Salal -- shrubby plant with leathery green leaves.






Electrical lines carry power over the mountain passes from the Columbia River south to Los Angeles.


To the engineer they are  "mathematically beautiful."


To the rest of us they mar the mountains dusted with snow.

Reflection for Survivors:

Do you possess beauty not obvious to others?

What is it?





Winter rains bring ephemeral waterfalls.


As we return down the road from whence we came, we pass a snow bank by the side of the road.  The distant mountains in front of us are also dusted with snow.


Close up we can see the trees are Hemlocks, but tall and firm on good soils, bot the short scrubby trees growing on the ancient Lahar.



Along the road the trees form a frame for the distant mountain.

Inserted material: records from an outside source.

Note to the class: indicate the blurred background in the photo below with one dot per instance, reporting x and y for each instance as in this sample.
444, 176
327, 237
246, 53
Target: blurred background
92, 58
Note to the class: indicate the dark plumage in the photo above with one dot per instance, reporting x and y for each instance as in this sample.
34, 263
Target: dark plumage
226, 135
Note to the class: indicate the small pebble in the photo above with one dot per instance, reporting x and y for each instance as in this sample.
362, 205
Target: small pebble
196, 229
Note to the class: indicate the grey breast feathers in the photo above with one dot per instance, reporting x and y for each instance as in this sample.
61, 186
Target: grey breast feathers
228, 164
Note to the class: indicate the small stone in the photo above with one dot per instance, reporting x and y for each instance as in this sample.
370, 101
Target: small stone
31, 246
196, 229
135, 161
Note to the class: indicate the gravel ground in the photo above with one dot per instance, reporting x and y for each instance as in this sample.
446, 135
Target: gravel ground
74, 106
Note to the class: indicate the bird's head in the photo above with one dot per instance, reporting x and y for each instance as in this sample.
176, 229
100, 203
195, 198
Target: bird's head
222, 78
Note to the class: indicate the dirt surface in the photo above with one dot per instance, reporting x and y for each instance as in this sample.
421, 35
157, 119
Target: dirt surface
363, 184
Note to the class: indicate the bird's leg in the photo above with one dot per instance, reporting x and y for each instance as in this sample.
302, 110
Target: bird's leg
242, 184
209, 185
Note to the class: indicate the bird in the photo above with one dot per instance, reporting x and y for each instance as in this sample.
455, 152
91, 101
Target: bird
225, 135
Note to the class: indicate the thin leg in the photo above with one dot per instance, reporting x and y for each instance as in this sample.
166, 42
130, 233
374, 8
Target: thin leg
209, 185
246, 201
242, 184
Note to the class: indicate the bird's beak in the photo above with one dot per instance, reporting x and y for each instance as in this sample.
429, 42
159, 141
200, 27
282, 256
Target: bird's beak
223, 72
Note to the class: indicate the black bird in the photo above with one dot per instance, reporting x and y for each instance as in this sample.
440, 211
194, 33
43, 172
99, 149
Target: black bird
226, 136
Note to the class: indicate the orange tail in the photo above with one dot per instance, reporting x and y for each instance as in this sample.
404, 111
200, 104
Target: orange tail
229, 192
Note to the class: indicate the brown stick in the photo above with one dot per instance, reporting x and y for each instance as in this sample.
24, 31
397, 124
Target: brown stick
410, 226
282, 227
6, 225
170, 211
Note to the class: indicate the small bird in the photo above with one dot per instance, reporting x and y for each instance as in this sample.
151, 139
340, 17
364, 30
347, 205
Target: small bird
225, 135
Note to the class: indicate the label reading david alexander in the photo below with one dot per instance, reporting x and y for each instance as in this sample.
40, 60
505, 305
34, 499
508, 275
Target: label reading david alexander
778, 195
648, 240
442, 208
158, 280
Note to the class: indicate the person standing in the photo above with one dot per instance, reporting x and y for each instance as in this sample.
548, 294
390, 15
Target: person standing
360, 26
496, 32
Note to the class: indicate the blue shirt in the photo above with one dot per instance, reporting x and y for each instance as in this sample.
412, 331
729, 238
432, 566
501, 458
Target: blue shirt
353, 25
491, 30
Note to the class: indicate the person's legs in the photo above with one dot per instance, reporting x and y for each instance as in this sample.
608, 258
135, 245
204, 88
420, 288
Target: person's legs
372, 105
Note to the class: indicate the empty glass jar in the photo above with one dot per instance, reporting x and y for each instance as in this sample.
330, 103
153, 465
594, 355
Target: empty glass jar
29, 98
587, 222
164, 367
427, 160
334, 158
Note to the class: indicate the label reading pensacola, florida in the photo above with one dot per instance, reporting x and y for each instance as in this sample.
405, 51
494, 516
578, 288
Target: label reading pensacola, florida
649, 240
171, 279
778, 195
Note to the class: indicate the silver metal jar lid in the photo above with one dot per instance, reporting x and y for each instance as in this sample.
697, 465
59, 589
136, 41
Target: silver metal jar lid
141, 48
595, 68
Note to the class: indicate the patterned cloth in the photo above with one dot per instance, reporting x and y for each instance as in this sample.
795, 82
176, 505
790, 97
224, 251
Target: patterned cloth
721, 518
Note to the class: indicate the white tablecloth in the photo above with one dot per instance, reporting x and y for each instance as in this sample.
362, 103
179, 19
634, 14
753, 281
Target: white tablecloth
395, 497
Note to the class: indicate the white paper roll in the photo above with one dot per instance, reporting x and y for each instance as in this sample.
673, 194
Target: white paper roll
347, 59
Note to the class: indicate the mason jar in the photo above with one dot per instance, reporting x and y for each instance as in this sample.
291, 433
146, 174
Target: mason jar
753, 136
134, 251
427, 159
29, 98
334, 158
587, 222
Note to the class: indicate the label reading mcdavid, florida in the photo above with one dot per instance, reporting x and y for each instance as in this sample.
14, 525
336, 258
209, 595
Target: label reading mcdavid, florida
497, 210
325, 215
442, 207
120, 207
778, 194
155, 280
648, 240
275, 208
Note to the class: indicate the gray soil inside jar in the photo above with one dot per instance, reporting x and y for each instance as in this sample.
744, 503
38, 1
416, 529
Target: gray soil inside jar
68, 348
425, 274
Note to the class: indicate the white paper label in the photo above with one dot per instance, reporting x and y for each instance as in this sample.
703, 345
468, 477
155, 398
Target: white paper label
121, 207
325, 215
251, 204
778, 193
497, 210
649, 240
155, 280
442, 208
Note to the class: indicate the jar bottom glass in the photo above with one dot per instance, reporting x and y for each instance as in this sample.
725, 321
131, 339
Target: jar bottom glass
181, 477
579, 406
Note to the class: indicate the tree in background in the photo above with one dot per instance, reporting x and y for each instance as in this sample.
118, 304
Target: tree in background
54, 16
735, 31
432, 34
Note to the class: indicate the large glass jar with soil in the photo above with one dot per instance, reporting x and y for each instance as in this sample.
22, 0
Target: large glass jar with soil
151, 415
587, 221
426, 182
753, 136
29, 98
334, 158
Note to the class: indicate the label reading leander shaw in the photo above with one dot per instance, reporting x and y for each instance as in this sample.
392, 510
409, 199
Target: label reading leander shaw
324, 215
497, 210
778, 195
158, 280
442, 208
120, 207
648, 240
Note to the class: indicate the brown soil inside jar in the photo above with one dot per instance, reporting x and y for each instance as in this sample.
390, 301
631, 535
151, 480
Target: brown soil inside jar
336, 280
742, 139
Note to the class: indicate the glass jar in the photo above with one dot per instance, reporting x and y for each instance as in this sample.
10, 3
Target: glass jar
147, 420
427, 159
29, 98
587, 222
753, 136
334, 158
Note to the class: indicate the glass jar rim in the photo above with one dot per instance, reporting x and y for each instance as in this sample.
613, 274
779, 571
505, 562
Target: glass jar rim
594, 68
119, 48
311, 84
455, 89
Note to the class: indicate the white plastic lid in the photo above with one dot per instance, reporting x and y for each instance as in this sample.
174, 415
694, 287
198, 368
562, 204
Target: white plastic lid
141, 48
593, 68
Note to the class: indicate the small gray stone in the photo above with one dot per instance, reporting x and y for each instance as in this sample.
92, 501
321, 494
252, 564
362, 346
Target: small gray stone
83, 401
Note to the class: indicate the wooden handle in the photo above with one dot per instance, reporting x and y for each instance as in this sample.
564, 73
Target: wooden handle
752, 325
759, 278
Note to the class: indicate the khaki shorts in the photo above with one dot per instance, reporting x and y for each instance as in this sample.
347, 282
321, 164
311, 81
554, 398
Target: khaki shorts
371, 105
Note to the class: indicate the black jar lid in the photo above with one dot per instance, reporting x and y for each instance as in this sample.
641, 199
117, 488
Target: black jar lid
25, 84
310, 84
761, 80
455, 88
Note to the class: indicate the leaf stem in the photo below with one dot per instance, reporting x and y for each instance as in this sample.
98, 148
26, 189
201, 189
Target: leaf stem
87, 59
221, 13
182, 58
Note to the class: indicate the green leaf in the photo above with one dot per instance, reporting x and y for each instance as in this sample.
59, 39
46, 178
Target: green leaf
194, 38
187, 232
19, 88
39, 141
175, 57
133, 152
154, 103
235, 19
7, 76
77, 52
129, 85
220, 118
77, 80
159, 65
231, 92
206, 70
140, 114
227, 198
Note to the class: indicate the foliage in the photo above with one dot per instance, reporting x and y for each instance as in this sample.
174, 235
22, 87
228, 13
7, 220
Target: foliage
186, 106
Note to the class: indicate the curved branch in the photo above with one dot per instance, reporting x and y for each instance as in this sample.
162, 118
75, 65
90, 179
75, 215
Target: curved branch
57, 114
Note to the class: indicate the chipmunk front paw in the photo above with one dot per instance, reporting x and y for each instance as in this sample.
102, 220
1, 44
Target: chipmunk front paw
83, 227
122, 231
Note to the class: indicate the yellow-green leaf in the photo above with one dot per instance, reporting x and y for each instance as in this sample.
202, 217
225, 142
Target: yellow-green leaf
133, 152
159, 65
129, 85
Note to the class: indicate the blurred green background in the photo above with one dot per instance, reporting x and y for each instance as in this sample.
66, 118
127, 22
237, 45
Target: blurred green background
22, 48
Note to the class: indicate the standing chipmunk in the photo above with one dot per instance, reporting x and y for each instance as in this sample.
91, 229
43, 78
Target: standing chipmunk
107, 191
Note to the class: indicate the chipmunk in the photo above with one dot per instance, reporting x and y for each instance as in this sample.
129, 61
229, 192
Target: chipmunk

The winter headwaters of the Sandy River, rush by us as a noisy and boisterous creek.


Close up we notice the ned rust red bridge across the Sandy …replacing the bridge destroyed by the flood.




Clouds obscure the snowy summit of Mt. Hood beyond the rust painted bridge.


What animals walked safely behind the rusty red rail above the rushing river water.

Deer?  Dogs along with their human?  Coyotes"

The warmth of the day has melted the tracks along the path so we may not know.



Beside the bridge we peek into the woods -- Hemlock and Poplar and sword fern.  Here the Lahar Flow layers are thin and small so the trees grow tall and the understory is lush with shrubs.


Along the river bank, the shrubs get washed away before they grow while moss clings to the rocks.


Star Moss




Walking along the river we look down.


The Volcanic River Rocks form an earth toned rainbow: Cinder red, ocher yellow, pale Beryl green, grey, brown, blue grey, and mottled grey and white.



Below the waterline rocks shimmer.



Looking up from the river bottom we focus on the whole landscape and not just the details.

Take in the view of the mountain.


Reflections for Survivors:

We can see the landscape in two levels: details or the big picture.  We can look at each colored river rock.  We can look at each moss and lichen.  We can name the trees and shrubs and appreciate each variety.

Can you name the details of your life?  What is beautiful?  What needs work to shine?

What beauty can we find in the "big picture" perspective?

What is more beautiful to you:  The detail or the big picture?

Can each perspective have its own beauty?  


Back to the details -- we notice each moss and each lichen.

Lungwort Lichen



Oakmoss Lichen



A Rhododendron for which nearby Rhododendron, Oregon is named, springs from the strip of shrubs lining the track.  Look for large, spacious blossoms in spring.


On the left is the gate to a house.  On the right is the clearcut.  We return to the settlement that is a mixture of nature and man


Time to sit a while and eat.  We like to eat at the Zig Zag Mountain Store and Cafe lovingly restored from 100 years ago.



The owner of this cafe serves fresh homemade cobblers and pies as well as a delicious Mountain Man Pizza with fresh peppers and lots of spicy meat.  They run out of the pie and cobbler by late afternoon as they prefer to serve only freshly made pie

Sit by the window looking over Bear Creek.  Eat.  Whether you are weary from cold and rain or snow or you are tired, just sitting here will refresh the weary soul.  The tasty fresh food nurtures your body.

A ramble among the foothills and backroad byways of Mt. Hood heals the wounded soul and gives space to express feelings to strong for humans to understand.



But you don't need the cafe.  You can make an inexpensive feast on your own.

Bring a picnic meal, table doth or bath towel or two, and sit in the car or among the boulders along the Sandy River.  I like to buy a baguette of bread from St. Honore bakery in Portland, bring homemade brownies or chocolate chip cookie bars easy to serve from a metal baking pan, homemade ice tea in summer, hot tea in winter, cheese spread which can be obtained cheaply from Grocery Outlet,and garnish these foods with fresh apples in the fall, satsumas in winter, strawberries in spring, or melon in summer.

Reflections of the survivor or anyone in need of self care:

Life can be challenging and dramatic, but we can and must make time for rest -- not watching television or playing on the computer, but a deeper rest found by unplugging from electronics and communing in nature.

What do you do to unplug and recharge your soul?